Dolphins name friends to recognise them

Henrietta Strickland
June 10, 2018

Researcher on male and female bottlenose dolphins shows that their names play a role in alliances that are formed between males. These alliances can last decades, and have been the subject of intense study for decades as well.

They found that males within an alliance use vocal labels that are quite distinct from one another, indicating that they serve a similar goal to names among humans.

"These alliances retain individual vocal labels, or "names", which help males keep track of their many different relationships: who are their friends, who are their friend's friends, and who are their competitors".

They plan on playing the "names" of individual males back to each other and seeing how males respond to members of their alliances in different contexts.

This is an unexpected finding as it is well known that animals that form strong social bonds will vocally accommodate one another, making their calls more similar.

The researchers wanted to know if allied dolphins shared similar calls as a way to advertise their alliance, or if they stuck to individual vocal labels.

Yet, it appears that in the complex network of dolphin alliances in Shark Bay, retaining individual "names" is more important than sharing calls. This shows the importance of names among the dolphin community.
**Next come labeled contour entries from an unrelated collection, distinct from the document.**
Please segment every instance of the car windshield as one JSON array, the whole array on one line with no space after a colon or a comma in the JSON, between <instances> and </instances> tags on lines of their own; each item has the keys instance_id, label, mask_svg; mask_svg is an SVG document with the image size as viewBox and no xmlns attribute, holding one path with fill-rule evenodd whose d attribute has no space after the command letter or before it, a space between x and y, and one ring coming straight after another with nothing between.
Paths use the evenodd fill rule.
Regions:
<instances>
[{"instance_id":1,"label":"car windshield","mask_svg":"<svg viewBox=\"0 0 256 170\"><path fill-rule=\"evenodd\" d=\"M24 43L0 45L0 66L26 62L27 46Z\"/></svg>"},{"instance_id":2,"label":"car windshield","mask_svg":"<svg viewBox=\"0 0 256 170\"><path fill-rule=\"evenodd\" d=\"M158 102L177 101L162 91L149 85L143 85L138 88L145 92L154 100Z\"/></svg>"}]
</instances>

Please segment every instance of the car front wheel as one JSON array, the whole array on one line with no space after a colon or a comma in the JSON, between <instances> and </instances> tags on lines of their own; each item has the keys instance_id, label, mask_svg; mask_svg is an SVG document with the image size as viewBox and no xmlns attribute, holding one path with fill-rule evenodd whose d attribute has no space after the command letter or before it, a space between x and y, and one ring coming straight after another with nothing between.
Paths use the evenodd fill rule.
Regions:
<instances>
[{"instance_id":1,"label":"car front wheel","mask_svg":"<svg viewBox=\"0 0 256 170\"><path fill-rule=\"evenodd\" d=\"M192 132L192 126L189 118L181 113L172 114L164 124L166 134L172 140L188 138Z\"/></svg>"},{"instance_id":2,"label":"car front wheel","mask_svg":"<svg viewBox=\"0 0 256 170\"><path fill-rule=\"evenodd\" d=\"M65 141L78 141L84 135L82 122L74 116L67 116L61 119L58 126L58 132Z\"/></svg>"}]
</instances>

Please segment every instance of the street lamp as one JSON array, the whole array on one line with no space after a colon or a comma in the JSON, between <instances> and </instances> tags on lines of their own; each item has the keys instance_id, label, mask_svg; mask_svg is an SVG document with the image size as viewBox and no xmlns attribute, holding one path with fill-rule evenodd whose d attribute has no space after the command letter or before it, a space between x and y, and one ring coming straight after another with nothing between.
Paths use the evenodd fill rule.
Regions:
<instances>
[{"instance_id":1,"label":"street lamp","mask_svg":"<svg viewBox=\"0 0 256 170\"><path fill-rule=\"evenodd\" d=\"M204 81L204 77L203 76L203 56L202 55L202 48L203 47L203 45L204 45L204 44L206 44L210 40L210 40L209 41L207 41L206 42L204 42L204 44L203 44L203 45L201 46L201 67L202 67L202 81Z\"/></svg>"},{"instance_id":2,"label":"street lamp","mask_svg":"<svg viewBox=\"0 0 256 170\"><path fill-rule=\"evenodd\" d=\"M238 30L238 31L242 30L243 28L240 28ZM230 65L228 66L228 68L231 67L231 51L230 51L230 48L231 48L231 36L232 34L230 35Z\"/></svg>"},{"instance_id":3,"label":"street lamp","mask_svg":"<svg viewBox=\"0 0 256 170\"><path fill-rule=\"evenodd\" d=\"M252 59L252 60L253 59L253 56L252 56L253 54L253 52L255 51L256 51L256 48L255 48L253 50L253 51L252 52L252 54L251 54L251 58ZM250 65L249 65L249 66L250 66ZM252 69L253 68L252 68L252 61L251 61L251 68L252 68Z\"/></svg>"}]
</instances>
According to the study's lead author Dr Stephanie King of the UWA Center for Evolutionary Biology, no other non-human animal has ever been found to do this, even when forming long-term cooperative partnerships. Most of the males in this study had signature whistles that were notably different from those of both first-order and second-order alliance partners.

"However with male bottlenose dolphins, it's the opposite - each male retains a unique call, even though they develop incredibly strong bonds with one another". This way they're able to negotiate a complex social network of cooperative relationships.

A bottlenose dolphin signature whistle.

After collecting the recordings, the team were able to determine the "names" or individual vocal label of each male.

The alliances can be so close that the male dolphins will begin to touch each other. However, they did not know how these males used vocal signals to form and maintain these relationships. "The bottlenose dolphin is, so far, the best studied small dolphin species, but evidence suggests that other species, such as spotted dolphins and common dolphins, also have signature whistles".

Male dolphins also use physical signals such as caresses, slaps and synchronized behavior to express their social bonds.

"This included petting, stroking and performing synchronous behaviours as an alternative means of advertising their strong social bonds", Dr King said.

"At the moment we're looking more closely into the relationships among the males in an alliance to find out whether or not they're equally strong between all the individuals involved", explains Krützen.